Segundo Fraccaro, o governo federal vai lançar, nos próximos dias, uma licitação para comprar 330 milhões de seringas e serão adquiridas mais 40 milhões de seringas numa parceria com a Organização Pan-Americana de Saúde (OPAS) e a União. "Os Estados deveriam procurar o governo federal e saber quantas seringas vão receber. Se todos comprarem de uma vez, vai faltar produto", comentou. O setor já está sendo atingido pela falta de polímero (matéria-prima do plástico) e do papelão ondulado, devido à retomada da economia, de acordo com informações da Abimo.

DISPUTA

Na quinta-feira (10), o governador João Dória (SP) anunciou, em coletiva, o começo da produção local da Coronavac e a previsão de São Paulo começar a vacinar contra a covid-19 no dia 25 de janeiro. Isso pressionou ainda mais o governo federal que tinha anuciado o ínicio da vacinação pra março. Ontem, o ministro da Saúde, Eduardo Pazzuelo, chegou a dizer que vai cobrar mais celeridade da Agência Nacional de Vigilância Sanitária (Anvisa), o órgão responsável no Brasil em conceder o registro de vacinas e medicamentos. Dois dias antes, numa reunião com os governadores, Pazuello tinha anunciado uma previsão de começar a imunização em março.

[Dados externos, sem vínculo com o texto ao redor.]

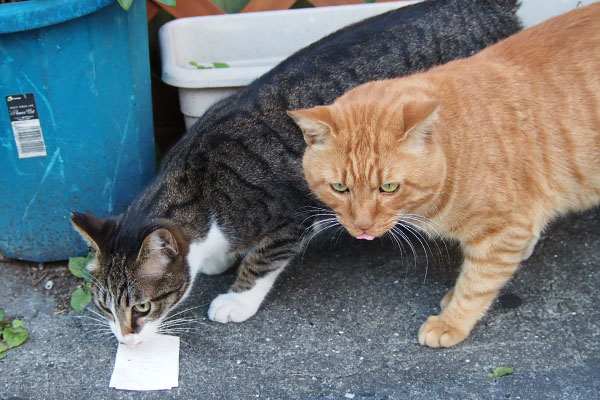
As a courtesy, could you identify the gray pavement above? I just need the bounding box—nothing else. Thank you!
[0,209,600,399]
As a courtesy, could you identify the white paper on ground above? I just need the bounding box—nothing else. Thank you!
[109,335,179,390]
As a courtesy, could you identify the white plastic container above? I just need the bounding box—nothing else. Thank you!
[160,0,598,128]
[159,0,421,128]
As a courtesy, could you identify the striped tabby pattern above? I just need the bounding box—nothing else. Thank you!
[290,3,600,347]
[73,0,520,341]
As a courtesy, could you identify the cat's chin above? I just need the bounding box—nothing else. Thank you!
[356,233,375,240]
[109,321,157,346]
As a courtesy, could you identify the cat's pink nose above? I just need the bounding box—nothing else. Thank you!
[356,232,375,240]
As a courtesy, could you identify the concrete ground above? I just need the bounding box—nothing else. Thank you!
[0,209,600,399]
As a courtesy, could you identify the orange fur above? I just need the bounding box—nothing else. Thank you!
[289,3,600,347]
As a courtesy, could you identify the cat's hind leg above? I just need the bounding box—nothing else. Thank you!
[418,225,532,347]
[208,233,299,323]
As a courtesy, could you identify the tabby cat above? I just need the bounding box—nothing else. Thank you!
[71,0,520,343]
[289,3,600,347]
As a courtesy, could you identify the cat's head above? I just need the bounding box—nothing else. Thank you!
[288,83,446,240]
[71,213,192,344]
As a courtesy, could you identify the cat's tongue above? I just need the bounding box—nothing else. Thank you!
[356,233,375,240]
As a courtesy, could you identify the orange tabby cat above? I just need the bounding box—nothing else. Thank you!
[289,3,600,347]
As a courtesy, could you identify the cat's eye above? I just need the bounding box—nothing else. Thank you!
[133,302,150,314]
[331,183,348,192]
[379,183,400,193]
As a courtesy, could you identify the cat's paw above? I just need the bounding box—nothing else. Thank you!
[440,288,454,310]
[208,292,260,324]
[419,315,469,347]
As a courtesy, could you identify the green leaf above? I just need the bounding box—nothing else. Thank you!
[213,62,229,68]
[118,0,133,11]
[12,319,25,328]
[488,367,515,378]
[2,319,29,349]
[71,288,92,311]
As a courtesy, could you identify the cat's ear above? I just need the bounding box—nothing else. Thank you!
[402,100,439,139]
[71,212,110,253]
[137,228,180,275]
[287,106,334,146]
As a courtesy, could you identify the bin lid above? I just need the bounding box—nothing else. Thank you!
[0,0,113,34]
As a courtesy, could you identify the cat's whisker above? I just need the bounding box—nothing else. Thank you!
[399,219,449,267]
[390,226,417,269]
[300,218,340,260]
[331,225,346,248]
[386,230,408,280]
[160,318,208,328]
[85,307,106,319]
[298,213,337,232]
[68,315,106,322]
[163,303,208,322]
[385,230,406,264]
[300,218,339,245]
[399,222,433,283]
[398,214,450,265]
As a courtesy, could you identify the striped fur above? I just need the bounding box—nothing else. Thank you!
[290,3,600,347]
[69,0,520,344]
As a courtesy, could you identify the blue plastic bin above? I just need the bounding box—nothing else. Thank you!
[0,0,155,261]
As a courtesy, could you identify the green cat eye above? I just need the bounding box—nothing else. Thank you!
[379,183,400,193]
[133,302,150,314]
[331,183,348,192]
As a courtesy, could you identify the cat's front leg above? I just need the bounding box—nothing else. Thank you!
[208,240,298,323]
[419,228,532,347]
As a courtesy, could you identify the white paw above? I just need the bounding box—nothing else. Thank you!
[208,292,262,324]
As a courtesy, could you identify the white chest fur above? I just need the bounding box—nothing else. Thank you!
[187,222,235,278]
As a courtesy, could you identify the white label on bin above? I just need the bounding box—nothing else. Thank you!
[6,93,47,158]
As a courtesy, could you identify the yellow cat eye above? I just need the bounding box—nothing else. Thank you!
[133,302,150,314]
[379,183,400,193]
[331,183,348,192]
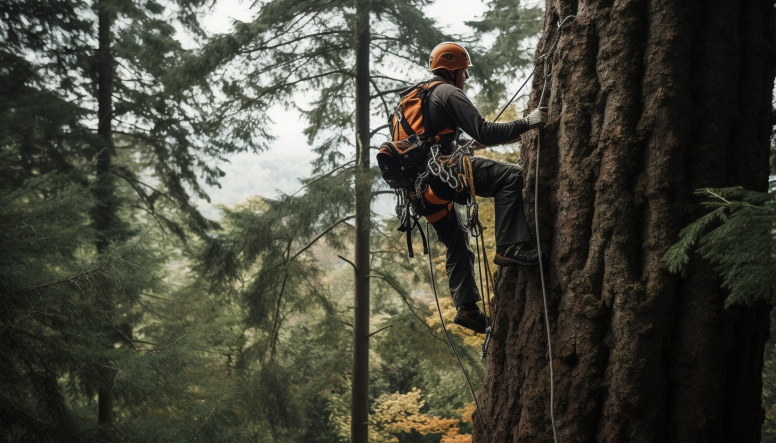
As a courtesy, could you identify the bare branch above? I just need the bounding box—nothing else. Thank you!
[368,276,447,344]
[367,325,393,337]
[288,215,356,261]
[17,251,129,291]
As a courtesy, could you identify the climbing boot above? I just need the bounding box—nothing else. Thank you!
[453,308,488,334]
[493,243,543,266]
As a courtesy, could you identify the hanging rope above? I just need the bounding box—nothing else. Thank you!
[426,222,487,437]
[534,15,576,443]
[424,15,576,443]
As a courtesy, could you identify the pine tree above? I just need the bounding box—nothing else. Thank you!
[0,0,270,438]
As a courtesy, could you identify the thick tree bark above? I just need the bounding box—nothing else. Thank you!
[475,0,776,443]
[92,0,116,425]
[350,0,372,443]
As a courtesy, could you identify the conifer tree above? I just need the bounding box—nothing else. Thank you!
[190,0,544,441]
[0,0,270,432]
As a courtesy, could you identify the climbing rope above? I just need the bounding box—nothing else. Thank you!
[426,222,487,437]
[422,15,576,443]
[534,15,575,443]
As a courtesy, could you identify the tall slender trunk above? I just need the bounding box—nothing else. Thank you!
[92,0,115,424]
[474,0,776,443]
[350,0,372,443]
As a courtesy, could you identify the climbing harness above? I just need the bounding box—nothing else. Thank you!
[378,15,576,443]
[424,15,576,443]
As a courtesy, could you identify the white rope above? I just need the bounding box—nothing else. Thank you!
[534,15,575,443]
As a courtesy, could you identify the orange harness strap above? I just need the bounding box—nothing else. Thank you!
[425,202,453,223]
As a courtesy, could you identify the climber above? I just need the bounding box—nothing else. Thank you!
[414,42,547,333]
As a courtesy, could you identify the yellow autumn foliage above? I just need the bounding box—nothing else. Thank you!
[332,388,473,443]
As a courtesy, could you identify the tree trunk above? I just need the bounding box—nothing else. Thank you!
[482,0,776,443]
[350,0,372,443]
[92,0,115,425]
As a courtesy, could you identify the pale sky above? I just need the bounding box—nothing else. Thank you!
[192,0,498,218]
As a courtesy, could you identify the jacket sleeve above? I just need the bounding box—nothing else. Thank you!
[445,88,528,146]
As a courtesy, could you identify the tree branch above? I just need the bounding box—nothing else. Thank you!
[337,255,358,274]
[287,215,356,261]
[368,276,447,344]
[291,160,356,197]
[367,325,393,337]
[17,251,129,291]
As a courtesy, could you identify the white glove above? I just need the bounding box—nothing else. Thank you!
[525,108,547,129]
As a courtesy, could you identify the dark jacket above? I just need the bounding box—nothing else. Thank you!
[424,77,528,154]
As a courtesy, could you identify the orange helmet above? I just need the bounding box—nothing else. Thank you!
[428,42,472,71]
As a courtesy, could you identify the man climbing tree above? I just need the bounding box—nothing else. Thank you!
[474,0,776,443]
[384,42,546,333]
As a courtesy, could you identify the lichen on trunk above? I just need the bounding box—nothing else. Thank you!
[475,0,776,443]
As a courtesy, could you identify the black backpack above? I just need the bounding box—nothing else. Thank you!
[377,81,453,189]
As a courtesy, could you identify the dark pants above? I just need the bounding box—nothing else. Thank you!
[418,157,532,306]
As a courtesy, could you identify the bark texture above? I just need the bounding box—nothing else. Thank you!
[475,0,776,443]
[350,0,372,443]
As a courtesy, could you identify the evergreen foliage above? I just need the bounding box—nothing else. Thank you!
[0,0,544,442]
[663,188,776,306]
[466,0,544,113]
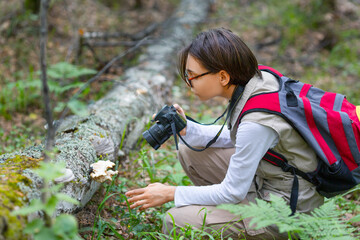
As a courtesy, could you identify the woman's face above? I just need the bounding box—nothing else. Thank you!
[186,54,224,101]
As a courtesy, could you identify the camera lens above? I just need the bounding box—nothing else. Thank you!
[143,130,160,150]
[143,123,171,150]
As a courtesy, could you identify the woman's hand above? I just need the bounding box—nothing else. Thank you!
[125,183,176,210]
[173,103,187,136]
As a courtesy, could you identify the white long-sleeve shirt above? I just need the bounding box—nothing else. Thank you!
[174,121,279,207]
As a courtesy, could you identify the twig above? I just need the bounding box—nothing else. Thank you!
[40,0,54,157]
[40,0,55,227]
[88,40,155,47]
[55,37,152,124]
[82,23,161,41]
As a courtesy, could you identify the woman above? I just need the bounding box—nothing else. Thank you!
[126,28,323,239]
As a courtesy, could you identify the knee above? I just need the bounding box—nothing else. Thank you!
[162,208,176,235]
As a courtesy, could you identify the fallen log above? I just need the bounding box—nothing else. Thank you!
[0,0,211,239]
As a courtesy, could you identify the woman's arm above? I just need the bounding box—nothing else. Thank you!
[174,122,278,207]
[126,122,278,210]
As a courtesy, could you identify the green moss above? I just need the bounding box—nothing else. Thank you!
[0,155,42,239]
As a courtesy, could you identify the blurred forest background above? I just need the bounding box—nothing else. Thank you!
[0,0,360,239]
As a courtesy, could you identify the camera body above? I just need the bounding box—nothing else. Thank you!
[142,105,186,150]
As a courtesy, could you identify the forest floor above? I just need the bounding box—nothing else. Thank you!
[0,0,360,239]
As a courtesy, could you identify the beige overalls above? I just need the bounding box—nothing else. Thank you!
[163,72,324,239]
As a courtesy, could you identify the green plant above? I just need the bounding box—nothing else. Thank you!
[0,62,96,119]
[12,162,81,240]
[219,195,356,240]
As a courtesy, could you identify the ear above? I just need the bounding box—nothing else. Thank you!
[219,70,230,87]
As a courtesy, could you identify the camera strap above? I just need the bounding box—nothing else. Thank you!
[171,85,244,152]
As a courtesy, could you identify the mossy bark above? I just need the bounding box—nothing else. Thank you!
[0,0,211,240]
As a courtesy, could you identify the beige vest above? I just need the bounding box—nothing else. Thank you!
[228,72,324,212]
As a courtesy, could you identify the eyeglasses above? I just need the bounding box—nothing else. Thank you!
[185,71,211,87]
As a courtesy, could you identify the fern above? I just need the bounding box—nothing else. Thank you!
[219,195,355,240]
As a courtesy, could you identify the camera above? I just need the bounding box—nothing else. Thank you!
[142,105,186,150]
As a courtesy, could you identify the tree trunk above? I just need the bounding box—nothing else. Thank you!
[0,0,210,239]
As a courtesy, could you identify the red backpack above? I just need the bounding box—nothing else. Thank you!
[237,65,360,213]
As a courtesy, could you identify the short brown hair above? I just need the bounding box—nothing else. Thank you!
[178,28,261,86]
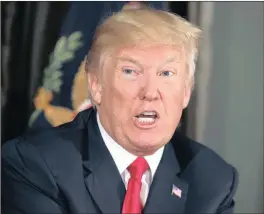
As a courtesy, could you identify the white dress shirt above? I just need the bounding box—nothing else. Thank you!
[97,113,164,206]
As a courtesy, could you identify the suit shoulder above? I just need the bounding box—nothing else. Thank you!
[1,109,91,173]
[175,133,238,203]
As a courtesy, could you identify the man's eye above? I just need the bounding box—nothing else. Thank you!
[123,68,135,75]
[159,71,174,77]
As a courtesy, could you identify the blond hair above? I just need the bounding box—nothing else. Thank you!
[86,8,201,104]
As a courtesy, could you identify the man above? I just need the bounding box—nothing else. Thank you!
[2,9,238,214]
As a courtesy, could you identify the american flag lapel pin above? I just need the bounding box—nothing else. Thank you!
[171,185,182,198]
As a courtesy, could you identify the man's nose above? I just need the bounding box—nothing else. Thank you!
[140,77,160,101]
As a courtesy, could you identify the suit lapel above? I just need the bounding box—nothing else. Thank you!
[144,143,188,213]
[83,112,126,213]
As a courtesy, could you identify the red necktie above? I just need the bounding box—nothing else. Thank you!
[122,157,149,214]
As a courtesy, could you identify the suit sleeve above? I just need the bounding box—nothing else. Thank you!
[1,139,65,214]
[217,167,238,214]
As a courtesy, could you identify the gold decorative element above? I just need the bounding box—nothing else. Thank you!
[29,32,91,126]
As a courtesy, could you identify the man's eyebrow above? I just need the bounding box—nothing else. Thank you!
[163,56,180,64]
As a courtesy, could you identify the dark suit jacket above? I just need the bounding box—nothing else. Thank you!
[2,109,238,214]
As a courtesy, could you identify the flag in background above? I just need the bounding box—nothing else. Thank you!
[29,1,168,129]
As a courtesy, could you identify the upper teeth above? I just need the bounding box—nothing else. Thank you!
[141,111,156,116]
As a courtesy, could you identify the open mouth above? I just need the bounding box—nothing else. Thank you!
[135,111,159,127]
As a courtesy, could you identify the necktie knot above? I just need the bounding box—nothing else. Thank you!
[128,157,149,180]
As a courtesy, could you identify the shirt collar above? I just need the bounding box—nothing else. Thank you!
[96,112,164,177]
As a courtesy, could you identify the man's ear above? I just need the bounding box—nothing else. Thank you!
[87,72,102,105]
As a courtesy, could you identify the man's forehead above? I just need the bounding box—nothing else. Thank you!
[115,45,184,61]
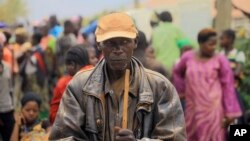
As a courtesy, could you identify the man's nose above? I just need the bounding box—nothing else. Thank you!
[113,44,123,55]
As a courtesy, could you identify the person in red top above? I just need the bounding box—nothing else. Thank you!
[49,45,93,125]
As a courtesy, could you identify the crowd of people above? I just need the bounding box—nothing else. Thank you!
[0,11,248,141]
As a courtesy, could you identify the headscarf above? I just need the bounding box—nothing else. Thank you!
[21,92,42,107]
[177,39,191,49]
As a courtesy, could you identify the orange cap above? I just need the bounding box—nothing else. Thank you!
[95,13,138,42]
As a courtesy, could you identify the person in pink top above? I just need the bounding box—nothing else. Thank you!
[173,29,242,141]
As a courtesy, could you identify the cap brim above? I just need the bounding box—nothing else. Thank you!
[96,31,136,42]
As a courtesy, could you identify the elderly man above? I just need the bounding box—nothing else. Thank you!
[50,13,186,141]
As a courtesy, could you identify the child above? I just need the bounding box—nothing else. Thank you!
[10,92,48,141]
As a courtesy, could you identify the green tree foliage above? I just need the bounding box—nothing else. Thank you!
[235,38,250,110]
[0,0,27,24]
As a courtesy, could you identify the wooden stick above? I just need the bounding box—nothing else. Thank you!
[122,69,130,129]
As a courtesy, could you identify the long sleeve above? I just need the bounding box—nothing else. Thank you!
[49,83,87,141]
[219,55,242,117]
[49,75,72,124]
[173,52,191,96]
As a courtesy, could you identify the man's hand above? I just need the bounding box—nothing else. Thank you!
[115,126,136,141]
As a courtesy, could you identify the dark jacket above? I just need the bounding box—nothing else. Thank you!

Na semana passada, a falta de um cronograma de imunização foi criticado dos governadores às entidades que representam os prefeitos, sem contar que órgãos de controle também estavam cobrando um cronograma da imunização. Na sexta-feira (11), o governo federal deixou vazar que vai publicar uma Medida Provisória (MP) no valor de R$ 20 bilhões para bancar a vacinação - incluindo a logística - via Programa Nacional de Imunização (PNI) de todos os brasileiros. No meio político em Brasília, se comentava que a MP poderia inclusive confiscar as vacinas do Instituto Butantan para serem distribuídas por todos os brasileiros, iniciando outra "guerra" política com o governo de São Paulo. Em várias coletivas, o presidente do Instituto Butantan, Dimas Tadeu Covas, disse que poderia fornecer as vacinas ao governo federal, que implicou com a iniciativa por dois motivos políticos: o Butantan fazer parte do governo de São Paulo, cujo governador faz oposição a Bolsonaro, e a empresa parceira da iniciativa ser chinesa. A China faz parte do regime comunista e os bolsonaristas detestam regimes de esquerda.